Dia yang dilahirkan pada 1 Agustus 1938 di Kota Pinang, Labuhan Batu. Saat penulis dan penyair Teja Purnama datang melayat, di depan kami terbaring tenang Bang Aldian Aripin, yang kala hidupnya banyak membantu setiap kegiatan pementasan yang diselenggerakan oleh Teater Nasional (Tena) Medan sekitar tahun 1968-1969 dan 1970.

Bang Aldian Aripin adalah donatur Tena dan perhatiannya pada kegiatan kesenian di Medan, dia buktikan sampai ia menjalani masa pensiun di tahun 1995. Sebagai seorang pejabat yang pernah ditempatkan pada posisi penting di beberapa kota, seperti Medan, Pekan Baru, Bagan Siapi-api, Lhokseumawe, Padang dan Jakarta.

Mantan pejabat teras di instansi Imigrasi itu, ternyata tidak berat langkahnya untuk memasuki kantin Taman Budaya dan duduk lesehan di bawah pohon asam, demi memberi masukan kepada seniman-seniman muda yang sering mangkal di Taman Budaya Medan.

Dia adalah pejabat yang memang benar-benar seniman. Ketulusan dalam berkesenian, ketulusannya dalam membantu setiap kegiatan kesenian, dia buktikan dengan menerbitkan sendiri beberapa buku sastra dan biografi tentang dirinya yang dijilid apik.

Tidak itu saja. Aldian Aripin semasa hidupnya juga sangat menyenangi kerja film. Untuk mewujutkan hobinya itu, dia mendirikan perusahan film yang dia beri nama Leo Amatieur Film, bersama Burhan Piliang, Khalik Noor, Slamet dan Iskaq S. Leo Amateur Film ditahun 1968 telah memproduksi film cerita yang berjudul “ Tuah Ta “ .

Film yang berdurasi sekitar satu jam lebih itu, dibuat mempergunakan pita sellouid berukuran 8 mm.
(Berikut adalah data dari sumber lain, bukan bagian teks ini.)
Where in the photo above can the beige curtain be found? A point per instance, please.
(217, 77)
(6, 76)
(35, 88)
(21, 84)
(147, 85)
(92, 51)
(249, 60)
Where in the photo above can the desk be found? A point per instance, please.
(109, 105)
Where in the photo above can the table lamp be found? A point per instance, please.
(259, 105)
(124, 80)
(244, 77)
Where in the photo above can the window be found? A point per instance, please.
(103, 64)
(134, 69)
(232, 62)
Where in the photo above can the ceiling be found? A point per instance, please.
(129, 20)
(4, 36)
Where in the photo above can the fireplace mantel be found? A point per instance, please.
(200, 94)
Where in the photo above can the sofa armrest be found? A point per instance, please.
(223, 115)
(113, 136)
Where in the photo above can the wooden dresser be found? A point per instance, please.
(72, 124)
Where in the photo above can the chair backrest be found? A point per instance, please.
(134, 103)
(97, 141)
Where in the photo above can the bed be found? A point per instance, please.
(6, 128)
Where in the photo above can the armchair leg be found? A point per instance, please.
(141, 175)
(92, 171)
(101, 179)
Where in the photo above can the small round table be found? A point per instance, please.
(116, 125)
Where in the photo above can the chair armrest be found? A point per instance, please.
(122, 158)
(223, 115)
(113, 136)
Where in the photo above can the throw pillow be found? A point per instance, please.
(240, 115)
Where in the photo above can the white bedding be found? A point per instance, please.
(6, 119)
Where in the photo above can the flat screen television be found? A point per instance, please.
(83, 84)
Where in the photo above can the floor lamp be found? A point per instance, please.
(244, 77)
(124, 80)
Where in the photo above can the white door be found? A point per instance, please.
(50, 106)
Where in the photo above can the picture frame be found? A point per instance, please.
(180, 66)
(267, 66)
Tidak saja semasa bertugas di Medan, kemanapun Aldian Aripin ditugaskan, pertama-tama yang dia cari adalah seniman-seniman yang ada di kota dimana dia ditugaskan.
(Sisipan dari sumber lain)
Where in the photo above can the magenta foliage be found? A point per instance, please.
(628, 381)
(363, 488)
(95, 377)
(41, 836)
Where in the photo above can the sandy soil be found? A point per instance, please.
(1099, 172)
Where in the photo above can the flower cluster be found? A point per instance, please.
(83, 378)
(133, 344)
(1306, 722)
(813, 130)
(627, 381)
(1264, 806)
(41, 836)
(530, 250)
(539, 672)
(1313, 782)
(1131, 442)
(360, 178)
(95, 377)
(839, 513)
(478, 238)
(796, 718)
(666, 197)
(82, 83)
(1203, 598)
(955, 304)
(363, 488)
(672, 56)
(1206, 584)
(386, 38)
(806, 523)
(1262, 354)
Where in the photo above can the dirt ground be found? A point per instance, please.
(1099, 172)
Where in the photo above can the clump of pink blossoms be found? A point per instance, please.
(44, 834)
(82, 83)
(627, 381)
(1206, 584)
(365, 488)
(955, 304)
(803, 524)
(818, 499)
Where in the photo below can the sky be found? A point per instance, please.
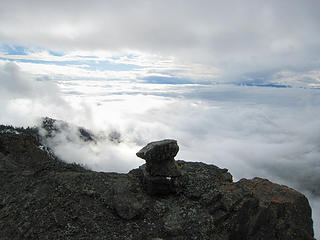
(235, 82)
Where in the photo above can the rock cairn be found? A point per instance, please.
(160, 170)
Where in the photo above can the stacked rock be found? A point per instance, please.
(160, 169)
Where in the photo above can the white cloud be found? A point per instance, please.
(271, 133)
(234, 37)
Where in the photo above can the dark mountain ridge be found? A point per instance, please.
(42, 197)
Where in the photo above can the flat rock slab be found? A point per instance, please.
(159, 158)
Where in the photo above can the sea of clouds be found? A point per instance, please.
(253, 131)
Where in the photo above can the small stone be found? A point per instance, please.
(160, 170)
(159, 158)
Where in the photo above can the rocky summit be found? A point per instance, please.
(42, 197)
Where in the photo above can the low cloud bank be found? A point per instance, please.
(271, 133)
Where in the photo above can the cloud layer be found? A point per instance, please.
(240, 39)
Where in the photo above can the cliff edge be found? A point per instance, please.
(43, 198)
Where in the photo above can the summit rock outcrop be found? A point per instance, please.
(42, 197)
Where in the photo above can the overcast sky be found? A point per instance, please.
(234, 41)
(235, 82)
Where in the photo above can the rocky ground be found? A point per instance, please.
(43, 198)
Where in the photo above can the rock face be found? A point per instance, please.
(44, 198)
(160, 171)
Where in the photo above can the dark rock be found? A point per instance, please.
(160, 171)
(42, 198)
(159, 158)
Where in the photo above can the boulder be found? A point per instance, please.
(160, 170)
(44, 198)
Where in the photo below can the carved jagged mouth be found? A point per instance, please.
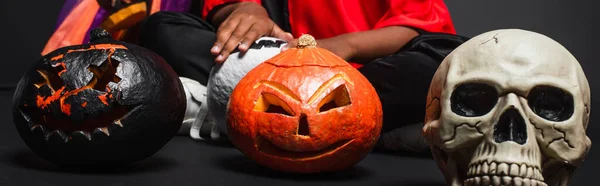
(264, 146)
(498, 173)
(67, 135)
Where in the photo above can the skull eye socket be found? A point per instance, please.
(551, 103)
(473, 99)
(270, 103)
(339, 97)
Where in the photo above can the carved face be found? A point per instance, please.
(103, 102)
(509, 107)
(297, 113)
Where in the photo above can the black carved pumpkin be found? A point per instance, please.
(106, 102)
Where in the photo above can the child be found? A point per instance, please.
(396, 44)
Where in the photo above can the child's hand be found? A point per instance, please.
(247, 22)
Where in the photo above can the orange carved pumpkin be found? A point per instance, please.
(305, 110)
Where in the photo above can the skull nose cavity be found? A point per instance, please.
(511, 127)
(303, 126)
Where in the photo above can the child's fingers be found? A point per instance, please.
(281, 34)
(252, 35)
(223, 34)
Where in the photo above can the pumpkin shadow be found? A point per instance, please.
(414, 183)
(27, 159)
(244, 165)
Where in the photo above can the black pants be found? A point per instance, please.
(401, 80)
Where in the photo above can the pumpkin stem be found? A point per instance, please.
(306, 40)
(99, 34)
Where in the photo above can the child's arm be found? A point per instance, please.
(241, 24)
(367, 45)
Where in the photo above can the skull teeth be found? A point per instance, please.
(501, 170)
(502, 180)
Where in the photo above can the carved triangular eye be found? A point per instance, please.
(339, 97)
(270, 103)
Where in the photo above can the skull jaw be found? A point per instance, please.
(554, 172)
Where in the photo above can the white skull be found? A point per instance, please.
(508, 107)
(224, 77)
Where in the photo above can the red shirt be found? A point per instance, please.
(328, 18)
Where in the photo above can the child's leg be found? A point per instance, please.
(402, 82)
(183, 40)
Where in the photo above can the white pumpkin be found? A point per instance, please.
(224, 77)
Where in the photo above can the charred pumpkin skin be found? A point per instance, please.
(301, 81)
(103, 103)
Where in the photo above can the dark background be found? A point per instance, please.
(26, 25)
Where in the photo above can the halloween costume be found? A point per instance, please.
(401, 79)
Tidak heran, di Pekan Baru, Palembang, Padang, bakat besarnya itu tak pernah padam. Kini Aldian Aripin telah tiada. Seperti yang dia tuangkan dalam baris puisinya di bawah ini.
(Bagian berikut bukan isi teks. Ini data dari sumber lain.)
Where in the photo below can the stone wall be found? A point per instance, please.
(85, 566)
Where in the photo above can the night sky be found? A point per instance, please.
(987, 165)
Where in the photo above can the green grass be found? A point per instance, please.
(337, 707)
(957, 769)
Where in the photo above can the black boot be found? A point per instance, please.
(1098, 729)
Bila gerak surut ke dalam diam
Siang larut ke dalam malam
Putih diserap hitam
Rata.rata.

Bila surut kedalam dia, ditulisnya tahun 1984. Bentuknya memang sederhana sekali. Lewat pusi pendeknya itu, dia mampu mengungkapkan manusia sebagai makhluk yang tertinggi (karena akal budinya), yang berpacu dengan waktu serta berpacu dengan dirinya sendiri. Mari kita simak puisi alit Aldian Aripin dibawah ini.

Manusia
Alangkah majunya manusia
Berpacu dengan waktu
Berpacu dengan dirinya

Alangkah sepinya puisi
Berdenyut malam hari
Dalam hati

Kini dia telah berada di tempat peristrahatan terakhirnya. Puisi-puisinya tinggal di dunia yang fana ini, sebagai ibadah yang akan terus menerangi jalannya, dimana tak lagi ada puisi disana. Dia meninggalkan seorang isteri yang bernama Zubaidar Daulay, delapan anak putra dan putri, Amalia, Boris, Calderon, Dessafina, Ezra (yang juga adalah seorang penyair), Femmy skotia, Gita Kencana dan Honore Siampudan.

Setiap yang bernyawa memang harus berurusan dengan kematian. Giliran itu pasti. Seperti yang dia nukilkan lewat puisinya yang berjudul ;

Metafisik
Dunia di luar dunia
Gelombang arwah
Tak terjemba
Luput dari mata

Dunia di luar dunia
Khidmat dan mulia
Dan Dia
Duduk di arasyNya
1970.

Kesanalah sekarang Aldian Aripin menuju, untuknya, dari anak-anak yang ditinggalkannya, dia sangat mengharapkan doa yang tak putus-putusnya. Selamat jalan Bang Aldian Aripin, semua kebaikan dan ketulusanmu dalam membantu kegiatan seni, moga jadi ibadah yang dapat memuluskan perjalan untuk bertemu denganNya. Amin.